Neben dem Aufbau betrieblicher Stärke geht es um die Ausformulierung, was Entlastung in den Arbeitsbereichen konkret bedeuten würde. «Deswegen brauchen wir die hundert Tage, weil der Prozess, Betroffene selber in die Forderungsentwicklung einzubeziehen, nicht von heute auf morgen machbar ist – anders als bei klassischen Tarifrunden, wo die Tarifkommission eine Forderung von 6 Prozent beschließt und dann geht es los.
Wir gehen andersherum vor. Wir fordern Entlastung für alle und alle zusammen entwickeln die Forderung nach dem Prinzip: Wie sieht denn konkret Entlastung in meinem Arbeitsbereich aus. Wie viele Menschen müssten wir sein, damit wir vernünftig arbeiten können ohne mit dem Gefühl nach Hause zu gehen, das geht so nicht, oder ständig aus dem Frei einzuspringen. Das kann am Ende zur Folge haben, dass wir nicht für alle etwas durchsetzen, sondern nur für die Bereiche, die sich beteiligen und mitwirken. Wir wollen nicht in die klassische Stellvertreterpolitik kommen, wo wir den Leuten sagen, was für sie am besten ist.»

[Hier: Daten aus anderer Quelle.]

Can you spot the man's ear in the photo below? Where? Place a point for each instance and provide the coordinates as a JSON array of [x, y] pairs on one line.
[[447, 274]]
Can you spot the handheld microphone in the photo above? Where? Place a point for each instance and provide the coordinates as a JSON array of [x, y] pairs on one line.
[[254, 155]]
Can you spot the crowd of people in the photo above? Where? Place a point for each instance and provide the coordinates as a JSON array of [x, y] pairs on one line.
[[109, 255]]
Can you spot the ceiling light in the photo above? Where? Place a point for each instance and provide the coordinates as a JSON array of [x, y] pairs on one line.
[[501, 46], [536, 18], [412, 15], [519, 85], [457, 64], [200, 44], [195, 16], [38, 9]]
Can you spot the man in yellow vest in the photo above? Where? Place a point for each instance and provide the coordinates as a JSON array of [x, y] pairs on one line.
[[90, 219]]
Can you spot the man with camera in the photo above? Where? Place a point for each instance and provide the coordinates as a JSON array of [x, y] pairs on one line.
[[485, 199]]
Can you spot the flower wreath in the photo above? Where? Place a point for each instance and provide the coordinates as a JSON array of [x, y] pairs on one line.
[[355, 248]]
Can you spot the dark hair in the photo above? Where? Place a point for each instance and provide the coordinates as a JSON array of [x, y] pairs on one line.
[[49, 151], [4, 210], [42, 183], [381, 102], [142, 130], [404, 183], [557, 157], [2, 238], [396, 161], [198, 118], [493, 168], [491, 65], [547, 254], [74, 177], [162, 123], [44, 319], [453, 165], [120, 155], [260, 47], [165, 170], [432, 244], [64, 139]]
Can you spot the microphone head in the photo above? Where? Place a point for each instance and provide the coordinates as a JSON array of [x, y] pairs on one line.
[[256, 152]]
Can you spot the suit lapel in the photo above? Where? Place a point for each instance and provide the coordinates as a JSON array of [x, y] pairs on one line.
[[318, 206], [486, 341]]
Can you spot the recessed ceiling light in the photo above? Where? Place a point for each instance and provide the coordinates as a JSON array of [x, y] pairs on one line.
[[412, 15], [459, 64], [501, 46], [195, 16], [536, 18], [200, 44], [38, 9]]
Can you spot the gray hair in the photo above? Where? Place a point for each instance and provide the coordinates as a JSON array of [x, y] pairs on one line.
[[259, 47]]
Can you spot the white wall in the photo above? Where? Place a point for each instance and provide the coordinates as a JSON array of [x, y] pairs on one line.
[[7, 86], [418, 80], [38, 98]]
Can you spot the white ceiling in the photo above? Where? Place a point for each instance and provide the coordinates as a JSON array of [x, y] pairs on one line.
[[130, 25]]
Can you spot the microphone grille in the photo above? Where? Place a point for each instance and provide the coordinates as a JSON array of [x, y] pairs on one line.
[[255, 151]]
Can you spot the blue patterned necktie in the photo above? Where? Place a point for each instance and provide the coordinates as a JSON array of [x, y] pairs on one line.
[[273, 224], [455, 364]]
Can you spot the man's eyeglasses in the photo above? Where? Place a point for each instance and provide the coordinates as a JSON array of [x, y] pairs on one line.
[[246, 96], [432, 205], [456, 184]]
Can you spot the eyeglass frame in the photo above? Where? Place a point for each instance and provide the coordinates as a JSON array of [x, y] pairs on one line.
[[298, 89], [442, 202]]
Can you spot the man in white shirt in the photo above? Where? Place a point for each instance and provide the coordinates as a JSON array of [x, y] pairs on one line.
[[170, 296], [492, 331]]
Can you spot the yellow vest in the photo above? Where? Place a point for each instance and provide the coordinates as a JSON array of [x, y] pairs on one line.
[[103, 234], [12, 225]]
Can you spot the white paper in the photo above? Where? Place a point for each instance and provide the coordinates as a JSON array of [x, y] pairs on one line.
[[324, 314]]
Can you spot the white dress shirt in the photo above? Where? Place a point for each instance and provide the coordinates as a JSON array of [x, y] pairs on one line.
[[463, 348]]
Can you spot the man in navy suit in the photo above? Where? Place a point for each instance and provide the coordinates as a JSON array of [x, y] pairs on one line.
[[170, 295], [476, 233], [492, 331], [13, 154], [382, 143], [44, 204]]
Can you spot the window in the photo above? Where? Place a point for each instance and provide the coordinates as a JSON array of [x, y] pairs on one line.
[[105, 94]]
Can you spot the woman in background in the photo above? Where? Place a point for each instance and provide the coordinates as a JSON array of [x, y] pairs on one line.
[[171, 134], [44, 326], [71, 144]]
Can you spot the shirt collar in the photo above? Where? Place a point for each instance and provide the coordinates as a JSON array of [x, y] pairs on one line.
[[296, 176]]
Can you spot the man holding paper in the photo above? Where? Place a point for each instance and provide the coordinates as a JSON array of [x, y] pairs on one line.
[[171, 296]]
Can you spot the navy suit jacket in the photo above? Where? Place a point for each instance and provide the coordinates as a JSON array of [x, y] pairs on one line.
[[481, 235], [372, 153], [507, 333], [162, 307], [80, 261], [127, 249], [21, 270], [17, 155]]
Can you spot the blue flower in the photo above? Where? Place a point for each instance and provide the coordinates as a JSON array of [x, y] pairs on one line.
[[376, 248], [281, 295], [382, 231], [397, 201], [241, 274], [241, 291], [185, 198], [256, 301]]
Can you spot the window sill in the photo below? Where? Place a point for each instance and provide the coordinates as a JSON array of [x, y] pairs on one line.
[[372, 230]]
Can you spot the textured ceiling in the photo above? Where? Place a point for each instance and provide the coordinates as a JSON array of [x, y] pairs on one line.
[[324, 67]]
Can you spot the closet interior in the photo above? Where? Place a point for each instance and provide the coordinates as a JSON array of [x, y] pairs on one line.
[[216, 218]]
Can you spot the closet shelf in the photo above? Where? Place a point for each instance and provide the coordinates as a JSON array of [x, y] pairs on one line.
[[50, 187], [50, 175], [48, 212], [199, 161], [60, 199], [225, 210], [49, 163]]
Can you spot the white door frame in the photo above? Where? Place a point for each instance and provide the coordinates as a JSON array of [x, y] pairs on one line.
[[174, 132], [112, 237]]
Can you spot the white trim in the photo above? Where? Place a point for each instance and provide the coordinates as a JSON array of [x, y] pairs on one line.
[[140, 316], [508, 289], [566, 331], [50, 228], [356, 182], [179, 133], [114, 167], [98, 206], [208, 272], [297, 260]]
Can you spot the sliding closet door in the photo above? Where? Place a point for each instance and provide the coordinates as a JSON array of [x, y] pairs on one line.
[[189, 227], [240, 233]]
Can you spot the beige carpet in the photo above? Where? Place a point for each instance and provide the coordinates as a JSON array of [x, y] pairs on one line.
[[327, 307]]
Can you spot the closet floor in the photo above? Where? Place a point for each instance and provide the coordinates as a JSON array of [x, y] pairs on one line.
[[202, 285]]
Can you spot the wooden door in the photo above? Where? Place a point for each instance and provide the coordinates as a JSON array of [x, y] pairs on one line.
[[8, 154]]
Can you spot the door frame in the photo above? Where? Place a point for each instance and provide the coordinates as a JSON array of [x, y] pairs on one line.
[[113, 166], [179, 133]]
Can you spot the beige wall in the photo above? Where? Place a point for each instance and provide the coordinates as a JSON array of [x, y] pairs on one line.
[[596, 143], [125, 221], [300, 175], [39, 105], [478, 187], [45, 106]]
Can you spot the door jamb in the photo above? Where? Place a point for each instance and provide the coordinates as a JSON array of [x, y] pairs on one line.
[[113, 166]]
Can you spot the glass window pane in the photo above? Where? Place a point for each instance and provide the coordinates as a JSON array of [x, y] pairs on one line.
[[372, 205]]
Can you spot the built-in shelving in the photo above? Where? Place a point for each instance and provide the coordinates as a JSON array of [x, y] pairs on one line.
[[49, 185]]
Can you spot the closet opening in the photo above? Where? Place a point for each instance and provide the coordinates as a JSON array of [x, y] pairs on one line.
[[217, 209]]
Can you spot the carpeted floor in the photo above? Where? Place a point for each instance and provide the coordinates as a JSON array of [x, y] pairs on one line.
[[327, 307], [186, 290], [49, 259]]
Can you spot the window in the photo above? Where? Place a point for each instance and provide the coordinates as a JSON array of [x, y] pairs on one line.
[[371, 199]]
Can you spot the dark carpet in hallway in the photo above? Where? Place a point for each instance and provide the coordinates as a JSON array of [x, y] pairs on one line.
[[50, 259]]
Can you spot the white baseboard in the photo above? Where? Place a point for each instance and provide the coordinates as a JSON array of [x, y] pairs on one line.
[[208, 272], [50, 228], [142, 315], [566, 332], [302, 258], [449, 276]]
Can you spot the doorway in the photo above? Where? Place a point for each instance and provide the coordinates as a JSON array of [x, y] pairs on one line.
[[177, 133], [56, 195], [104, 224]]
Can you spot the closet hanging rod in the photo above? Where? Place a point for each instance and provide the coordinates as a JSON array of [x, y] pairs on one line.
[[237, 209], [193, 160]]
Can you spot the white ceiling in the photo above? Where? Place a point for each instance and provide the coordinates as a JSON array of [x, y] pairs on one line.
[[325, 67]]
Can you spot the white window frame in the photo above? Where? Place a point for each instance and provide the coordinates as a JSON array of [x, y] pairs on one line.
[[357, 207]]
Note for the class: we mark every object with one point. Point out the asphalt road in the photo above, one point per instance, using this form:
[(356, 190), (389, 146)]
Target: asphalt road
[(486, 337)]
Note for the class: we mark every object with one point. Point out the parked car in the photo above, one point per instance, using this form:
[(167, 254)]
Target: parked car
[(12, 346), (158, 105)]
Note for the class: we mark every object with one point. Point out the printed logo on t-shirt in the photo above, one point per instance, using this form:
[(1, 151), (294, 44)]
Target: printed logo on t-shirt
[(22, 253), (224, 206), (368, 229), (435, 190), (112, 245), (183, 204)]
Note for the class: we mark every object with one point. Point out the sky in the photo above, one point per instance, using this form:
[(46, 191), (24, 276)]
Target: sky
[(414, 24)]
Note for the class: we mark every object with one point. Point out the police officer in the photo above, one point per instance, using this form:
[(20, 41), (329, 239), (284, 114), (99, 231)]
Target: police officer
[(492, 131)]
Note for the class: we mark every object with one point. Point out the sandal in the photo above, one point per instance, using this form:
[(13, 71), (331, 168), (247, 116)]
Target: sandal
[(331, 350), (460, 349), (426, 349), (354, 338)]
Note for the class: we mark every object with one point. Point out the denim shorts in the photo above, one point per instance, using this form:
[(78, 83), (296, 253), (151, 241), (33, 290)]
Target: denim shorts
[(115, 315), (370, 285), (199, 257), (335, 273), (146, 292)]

Ähnlich wie in Berlin ist diese Form von Einbeziehung auch für die Verhandlungen geplant, um das Wissen aller Bereiche dabei zu haben. Formell gibt es eine 60köpfige Tarifkommission; wie die Unterfütterung etwa durch Teamdelegiertenversammlungen in NRW genau laufen soll, ist jetzt noch unklar. «Es geht ja auch darum, wie wir einen Tarifvertrag für alle abschließen und dabei gleichzeitig die lokalen Verhältnisse abbilden können.» Die Tochtergesellschaften sind aufgrund der Komplexität zum jetzigen Zeitpunkt noch außen vor. Allein in Köln gibt es dreizehn Tochter- und drei Enkelgesellschaften.

Betrieblich, tariflich und politisch
Es ist ein Dreiklang aus betrieblicher, tariflicher und gesellschaftlich politischer Auseinandersetzung. «Wir unterstützen als Ver.di in NRW parallel eine Volksinitiative für gesunde Krankenhäuser. Wir sammeln Unterschriften für eine bessere Finanzierung der Investitionen der Krankenhäuser, gegen Fallpauschalen, für Personalbemessung und eine wohnortnahe Versorgung. Für die Entlastungsbewegung ist die entsprechende politische Unterstützung in der Gesellschaft entscheidend, denn im Ergebnis reicht die Auseinandersetzung in den Betrieben nicht. Deshalb habe ich mich auch entschlossen, mich politisch zu engagieren, weil die Verknüpfung hergestellt werden muss.»
Martin Koerbel-Landwehr tritt auf der Landesliste der LINKEN als parteiloser Kandidat auf Platz 6 an. Zu seiner Kandidatur erklärt er: «Wir brauchen auch parlamentarischen Druck zur Unterstützung der Auseinandersetzung in den Betrieben. Dafür brauchen wir wieder eine linke Fraktion im Landtag. Und gleichzeitig muss die Linke merken, dass sie nur als Bewegungspartei eine Zukunft hat, wenn es ihr gelingt, die Auseinandersetzungen auf der Straße und in den Betrieben miteinzubeziehen. Die reine Fokussierung auf den Parlamentarismus ist keine Lösung.»